Testing review committee bill passes House
HB 5330 (sponsored by Rep. Linda Chapa-Lavia) requires the formation of a committee to study the cost, number of assessments at the state and district levels, and instructional time lost due to testing. The bill passed the House by a 97-9 vote.

Chicago pensions
SB 1922 (sponsored by Sen. Kwame Raoul), Mayor Rahm Emanuel’s plan to overhaul and cut pensions for Chicago municipal workers and laborers, passed both chambers and now goes to Governor Quinn for action. Police, firefighters, and teachers were excluded from the plan. The We Are One Chicago union coalition has called for Gov. Quinn to veto the unfair, unconstitutional legislation and call for renewed discussions between all parties.

Return to work approved
SB 3374 (sponsored by Sen. John Sullivan) allows retired teachers to return to work for more than 100 days per year in subject area shortages without impairing his or her retirement status or annuity. The bill passed the Senate unanimously.

Sen. Manar rolls out school funding proposal
SB 16 (sponsored by Sen. Andy Manar), a bill intended to change the way schools are funded in Illinois, passed out of Senate Executive Committee this week by a 10-2-2 vote. The plan would streamline the current funding structure into a single formula that would account for school district variables and students’ needs. The proposal is the result of the Education Funding Advisory Council (EFAC), a panel established in 2013 to conduct a comprehensive review of Illinois’ current K-12 education funding system and make recommendations for a more equitable and adequate system. Some concerns have surfaced pertaining to the special education components of the bill; in response, Sen. Manar continues to work with stakeholders to draft amendatory language.
To date, the IFT has not taken a position on the legislation because no report has been issued as to how the changes to the state’s funding formula would impact individual school districts. That information will become available in the coming weeks.

Fair Tax gains new life
Last week, Rep. Christian Mitchell and Sen. Don Harmon held a press conference to introduce HJRCA 49, the Fair Tax Act. The act would give Illinois voters the opportunity to amend the state constitution to allow for a fair tax, with lower rates for lower incomes and higher rates for higher incomes. Sen. Harmon advanced his version of the Fair Tax, SJRCA 40, to third reading in the Senate this week. Religious groups flooded the statehouse this week to march and rally in support of fair tax legislation.
Millionaire tax fails to progress
HJRCA 51 (sponsored by Speaker Michael Madigan), which called for a 3 percent surcharge on incomes of more than $1 million stalled, because it faced the inability to garner the 3/5 majority (71) of votes required for passage. HJRCA 51 was expected to raise $1 billion annually for elementary and secondary education, or roughly $550 per student. The money would be distributed to schools based on the number of students they each serve.
ISBE initiated legislation moves forward
SB 3412 (sponsored by Sen. Heather Steans) removes specific references to the Illinois Standard Achievement Test (ISAT) and Prairie State Achievement Examination (PSAE) to allow for new state assessments aligned with new Illinois Learning Standards. The bill passed the Senate by a 32-16-2 vote.

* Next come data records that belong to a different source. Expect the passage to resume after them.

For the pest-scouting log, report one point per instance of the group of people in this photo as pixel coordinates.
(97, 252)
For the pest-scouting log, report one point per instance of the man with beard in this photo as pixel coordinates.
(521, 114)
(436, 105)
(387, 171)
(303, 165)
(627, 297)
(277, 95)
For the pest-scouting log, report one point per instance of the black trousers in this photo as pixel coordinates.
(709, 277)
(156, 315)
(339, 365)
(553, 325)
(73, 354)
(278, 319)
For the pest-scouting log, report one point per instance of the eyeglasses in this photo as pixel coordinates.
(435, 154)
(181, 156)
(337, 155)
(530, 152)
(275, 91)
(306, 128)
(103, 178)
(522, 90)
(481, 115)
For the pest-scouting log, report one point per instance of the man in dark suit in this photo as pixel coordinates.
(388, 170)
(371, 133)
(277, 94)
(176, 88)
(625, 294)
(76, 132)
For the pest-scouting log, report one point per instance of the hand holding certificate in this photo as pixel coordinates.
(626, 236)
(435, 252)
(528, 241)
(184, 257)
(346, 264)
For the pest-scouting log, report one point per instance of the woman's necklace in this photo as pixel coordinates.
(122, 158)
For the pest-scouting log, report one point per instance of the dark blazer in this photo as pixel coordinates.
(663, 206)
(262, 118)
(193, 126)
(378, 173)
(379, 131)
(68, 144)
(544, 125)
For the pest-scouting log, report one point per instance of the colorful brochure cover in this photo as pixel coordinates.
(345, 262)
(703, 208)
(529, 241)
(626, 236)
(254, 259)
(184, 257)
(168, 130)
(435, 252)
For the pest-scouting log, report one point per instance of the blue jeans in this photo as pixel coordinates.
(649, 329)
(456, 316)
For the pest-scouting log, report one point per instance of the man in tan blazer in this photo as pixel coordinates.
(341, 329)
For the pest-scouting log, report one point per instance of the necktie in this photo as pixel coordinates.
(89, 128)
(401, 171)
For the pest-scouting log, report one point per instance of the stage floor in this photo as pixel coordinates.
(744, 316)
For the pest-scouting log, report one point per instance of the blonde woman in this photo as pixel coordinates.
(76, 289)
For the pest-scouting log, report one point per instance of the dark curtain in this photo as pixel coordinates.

HB 5537 (sponsored by Rep. Barbara Currie) amends the School Code to clarify ISBE’s authority to intervene in failing school districts. It passed the House by a 77-25-8 vote.  

IFT continues to meet with ISBE and other stakeholders to amend both these proposals.
Voting rights referendum approved
HJRCA 52 (sponsored by Speaker Michael Madigan) proposes to amend the Suffrage and Elections Article of the Constitution to provide that no person shall be denied the right to register to vote or to cast a ballot in an election based on his or her race, color, ethnicity, status as a member of a language minority, gender, sexual orientation, or income. It passed the House and Senate this week.

This Constitutional Amendment will be on the ballot in November.
Session resumes on Tuesday, April 29 at noon.